25.
Je n'ai point entrepris ici la tâche qui t'incombe particulièrement, à toi qui as découvert les secrets des Pricillianistes, en ce qui concerne leurs dogmes menteurs et pervers ; il ne faut pas que tes recherches aient l'air d'aboutir- à enseigner cette doctrine, et non à la réfuter. Travaille donc au contraire de plus belle à la combattre et à lui donner le coup de la mort, comme tu as su la démasquer et la mettre au grand jour. Qu'en cherchant à pénétrer les ruses de ces sectaires, nous ne laissions pas croire que leurs mensonges sont irréfutables, alors que notre devoir est plutôt de détruire les erreurs dans le coeur de ceux qui se cachent, que de découvrir les menteurs en ménageant leurs erreurs. Or parmi leurs dogmes à détruire, en voici un qu'ils proclament ouvertement : que c'est un devoir pour les hommes pieux de mentir pour cacher leur religion, et de mentir, non-seulement en matières étrangères et qui ne tiennent point à l'enseignement religieux, mais même sur la religion, dans le but de la cacher aux étrangers, en sorte qu'un chrétien doit renier le Christ, pour rester chrétien en secret parmi des ennemis. Détruis, je t'en conjure, ce principe impie et criminel, à l'appui duquel ils argumentent et citent des témoignages des Ecritures qui sembleraient présenter le mensonge , non-seulement comme excusable ou tolérable, mais comme honorable. A toi revient la tâche, quand tu réfutes cette secte détestable, de démontrer que ces témoignages de l'Ecriture doivent être interprétés, de faire voir ou que ce ne sont pas des mensonges, si on les prend dans leur vrai sens, ou qu'il ne faut pas les imiter, si ce sont réellement des mensonges, ou tout au moins qu'on ne doit jamais mentir en tout ce qui touche à la religion. C'est ainsi qu'en détruisant leurs subterfuges, on les anéantit complètement; il en résulte que bien loin de les suivre, on se met d'autant mieux en garde contre eux, qu'ils professent eux-mêmes qu'ils mentent pour cacher leur hérésie. C'est sur ce terrain d'abord qu'il faut les battre; c'est là le premier retranchement à attaquer et à renverser par la force de la vérité. Il ne faut pas leur fournir un autre refuge qu'ils n'avaient pas encore; il ne faut pas que, quand ils seront trahis par ceux qu'ils cherchent à séduire, ils puissent dire: nous avons voulu les éprouver, puisque des sages catholiques enseignent qu'il faut employer ce moyen pour découvrir les hérétiques.

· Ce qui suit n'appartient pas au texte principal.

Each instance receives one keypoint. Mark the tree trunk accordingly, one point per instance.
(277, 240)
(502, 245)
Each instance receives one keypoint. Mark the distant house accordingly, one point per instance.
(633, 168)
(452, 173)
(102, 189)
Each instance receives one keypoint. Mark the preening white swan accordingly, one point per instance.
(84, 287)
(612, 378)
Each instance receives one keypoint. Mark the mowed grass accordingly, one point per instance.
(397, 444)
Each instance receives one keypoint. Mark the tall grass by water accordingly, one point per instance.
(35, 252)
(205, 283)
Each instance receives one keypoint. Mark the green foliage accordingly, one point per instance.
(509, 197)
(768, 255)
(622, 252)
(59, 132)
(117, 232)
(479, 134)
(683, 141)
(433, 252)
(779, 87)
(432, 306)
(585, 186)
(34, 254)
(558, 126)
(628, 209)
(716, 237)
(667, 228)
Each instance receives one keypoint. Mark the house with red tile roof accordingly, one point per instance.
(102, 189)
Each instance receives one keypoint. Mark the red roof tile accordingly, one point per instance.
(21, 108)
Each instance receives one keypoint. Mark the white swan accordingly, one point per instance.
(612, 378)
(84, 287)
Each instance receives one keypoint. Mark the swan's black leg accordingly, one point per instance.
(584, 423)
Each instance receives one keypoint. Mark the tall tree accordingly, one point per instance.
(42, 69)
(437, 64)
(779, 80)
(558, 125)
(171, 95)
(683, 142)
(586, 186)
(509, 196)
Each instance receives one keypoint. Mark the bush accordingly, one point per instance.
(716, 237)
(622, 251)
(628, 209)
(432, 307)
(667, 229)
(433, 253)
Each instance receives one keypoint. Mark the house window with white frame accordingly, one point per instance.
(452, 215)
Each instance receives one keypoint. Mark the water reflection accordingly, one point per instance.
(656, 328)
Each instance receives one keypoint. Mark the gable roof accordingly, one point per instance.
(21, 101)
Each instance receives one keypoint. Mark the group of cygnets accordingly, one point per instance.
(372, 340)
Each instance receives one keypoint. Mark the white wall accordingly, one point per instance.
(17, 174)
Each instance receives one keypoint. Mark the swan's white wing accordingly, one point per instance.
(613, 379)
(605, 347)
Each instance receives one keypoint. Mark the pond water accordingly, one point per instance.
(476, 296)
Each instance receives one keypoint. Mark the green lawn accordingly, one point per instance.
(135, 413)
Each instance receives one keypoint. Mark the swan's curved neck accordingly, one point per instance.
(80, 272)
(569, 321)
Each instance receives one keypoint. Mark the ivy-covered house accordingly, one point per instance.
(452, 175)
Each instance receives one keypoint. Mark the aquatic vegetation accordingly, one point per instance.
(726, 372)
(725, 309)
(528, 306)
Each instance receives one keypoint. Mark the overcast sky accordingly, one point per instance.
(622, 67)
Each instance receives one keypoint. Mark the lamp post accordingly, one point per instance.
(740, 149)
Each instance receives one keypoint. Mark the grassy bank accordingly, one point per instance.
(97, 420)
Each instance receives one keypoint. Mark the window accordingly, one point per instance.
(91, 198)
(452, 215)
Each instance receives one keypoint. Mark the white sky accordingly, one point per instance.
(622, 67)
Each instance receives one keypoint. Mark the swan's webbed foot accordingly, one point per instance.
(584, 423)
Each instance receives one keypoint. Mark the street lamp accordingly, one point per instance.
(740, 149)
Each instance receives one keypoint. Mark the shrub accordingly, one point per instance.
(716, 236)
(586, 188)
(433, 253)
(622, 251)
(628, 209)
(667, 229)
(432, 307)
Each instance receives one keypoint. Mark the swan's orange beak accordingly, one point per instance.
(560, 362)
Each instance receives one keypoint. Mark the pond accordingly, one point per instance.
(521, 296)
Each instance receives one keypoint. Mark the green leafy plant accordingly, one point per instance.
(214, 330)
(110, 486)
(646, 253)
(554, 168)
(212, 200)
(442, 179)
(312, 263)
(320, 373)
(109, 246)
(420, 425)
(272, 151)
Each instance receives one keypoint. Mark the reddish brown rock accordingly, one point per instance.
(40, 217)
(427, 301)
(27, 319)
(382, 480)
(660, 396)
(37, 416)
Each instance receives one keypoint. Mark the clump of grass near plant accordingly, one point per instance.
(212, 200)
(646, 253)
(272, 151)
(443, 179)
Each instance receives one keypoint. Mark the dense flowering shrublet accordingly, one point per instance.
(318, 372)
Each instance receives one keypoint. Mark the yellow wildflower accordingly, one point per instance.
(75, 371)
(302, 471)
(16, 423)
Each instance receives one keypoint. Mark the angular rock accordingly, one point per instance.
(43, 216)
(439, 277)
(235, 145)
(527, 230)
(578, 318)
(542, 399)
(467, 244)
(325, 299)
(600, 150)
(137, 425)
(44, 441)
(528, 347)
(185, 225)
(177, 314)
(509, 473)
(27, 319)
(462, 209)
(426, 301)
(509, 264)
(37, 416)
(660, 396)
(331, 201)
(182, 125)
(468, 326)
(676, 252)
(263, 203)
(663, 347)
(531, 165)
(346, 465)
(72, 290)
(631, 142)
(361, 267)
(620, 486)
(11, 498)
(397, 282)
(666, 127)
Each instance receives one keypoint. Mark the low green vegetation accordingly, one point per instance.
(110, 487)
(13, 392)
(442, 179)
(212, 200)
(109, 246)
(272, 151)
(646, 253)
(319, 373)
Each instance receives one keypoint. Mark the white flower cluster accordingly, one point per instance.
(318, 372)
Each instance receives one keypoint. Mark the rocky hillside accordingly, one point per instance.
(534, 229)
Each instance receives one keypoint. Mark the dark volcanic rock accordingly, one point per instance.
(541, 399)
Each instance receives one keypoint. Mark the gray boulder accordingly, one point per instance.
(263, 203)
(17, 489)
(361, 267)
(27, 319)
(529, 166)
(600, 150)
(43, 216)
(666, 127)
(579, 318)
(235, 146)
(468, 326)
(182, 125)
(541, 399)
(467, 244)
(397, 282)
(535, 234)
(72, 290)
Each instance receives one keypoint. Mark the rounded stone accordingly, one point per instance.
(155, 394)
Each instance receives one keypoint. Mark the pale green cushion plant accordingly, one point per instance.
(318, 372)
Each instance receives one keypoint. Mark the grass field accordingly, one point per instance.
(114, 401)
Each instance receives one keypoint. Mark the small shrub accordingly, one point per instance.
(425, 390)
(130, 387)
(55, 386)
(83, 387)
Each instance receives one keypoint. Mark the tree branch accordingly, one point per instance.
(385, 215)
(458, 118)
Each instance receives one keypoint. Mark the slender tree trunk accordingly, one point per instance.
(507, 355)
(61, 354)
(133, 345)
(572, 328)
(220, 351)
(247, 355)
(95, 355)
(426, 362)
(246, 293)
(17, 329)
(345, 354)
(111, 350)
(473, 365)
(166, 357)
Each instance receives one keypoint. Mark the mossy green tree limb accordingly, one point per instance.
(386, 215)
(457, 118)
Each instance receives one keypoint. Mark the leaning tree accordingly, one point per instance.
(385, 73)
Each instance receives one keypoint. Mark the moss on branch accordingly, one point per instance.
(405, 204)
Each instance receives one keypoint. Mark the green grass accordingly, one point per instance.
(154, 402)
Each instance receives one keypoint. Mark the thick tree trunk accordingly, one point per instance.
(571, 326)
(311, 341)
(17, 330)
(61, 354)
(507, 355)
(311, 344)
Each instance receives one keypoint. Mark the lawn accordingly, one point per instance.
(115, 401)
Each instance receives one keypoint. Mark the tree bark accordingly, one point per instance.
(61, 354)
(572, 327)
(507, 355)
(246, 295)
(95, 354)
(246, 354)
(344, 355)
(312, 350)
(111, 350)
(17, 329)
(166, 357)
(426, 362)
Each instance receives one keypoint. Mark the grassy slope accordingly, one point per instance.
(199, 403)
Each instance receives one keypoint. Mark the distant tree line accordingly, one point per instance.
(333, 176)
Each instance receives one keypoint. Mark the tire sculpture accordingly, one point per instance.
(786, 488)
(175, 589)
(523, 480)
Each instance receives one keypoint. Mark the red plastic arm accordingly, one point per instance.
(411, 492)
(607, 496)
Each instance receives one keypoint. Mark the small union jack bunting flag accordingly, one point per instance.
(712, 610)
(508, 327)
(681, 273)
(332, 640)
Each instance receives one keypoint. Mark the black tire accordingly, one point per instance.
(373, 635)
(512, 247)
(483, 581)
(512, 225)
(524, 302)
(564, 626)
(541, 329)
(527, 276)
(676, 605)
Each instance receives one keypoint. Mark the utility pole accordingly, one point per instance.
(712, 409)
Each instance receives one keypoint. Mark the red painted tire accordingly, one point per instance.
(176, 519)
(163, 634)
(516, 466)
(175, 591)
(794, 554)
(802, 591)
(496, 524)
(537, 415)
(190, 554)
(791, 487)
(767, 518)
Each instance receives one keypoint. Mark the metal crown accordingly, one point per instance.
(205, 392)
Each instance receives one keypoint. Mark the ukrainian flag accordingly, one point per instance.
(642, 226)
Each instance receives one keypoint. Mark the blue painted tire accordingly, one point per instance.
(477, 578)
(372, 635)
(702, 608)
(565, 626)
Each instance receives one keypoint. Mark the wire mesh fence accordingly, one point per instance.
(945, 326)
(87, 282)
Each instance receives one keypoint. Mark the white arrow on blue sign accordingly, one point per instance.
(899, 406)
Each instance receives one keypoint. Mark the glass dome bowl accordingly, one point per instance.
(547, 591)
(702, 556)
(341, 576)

Mais je dois insister avec quelque détail et expliquer pourquoi je dis qu'il y a trois manières de discuter avec ceux qui cherchent à justifier leurs mensonges par le témoignage des saintes Ecritures. Nous devons donc d'abord faire voir que souvent ce que l'on croit mensonge ne l'est pas, quand on le prend dans son véritable sens ; secondement que s'il y a évidemment mensonge, on doit se garder de l'imiter; et en troisième lieu, à l'encontre de toutes les opinions qui permettent à l'homme de bien de mentir en certains cas, nous devons établir comme un point incontestable, qu'il n'est jamais permis de mentir en matière de religion. Ce sont là en effet les trois points que, je t'ai signalés tout à l'heure en t'imposant, en quelque sorte, l'obligation de les traiter.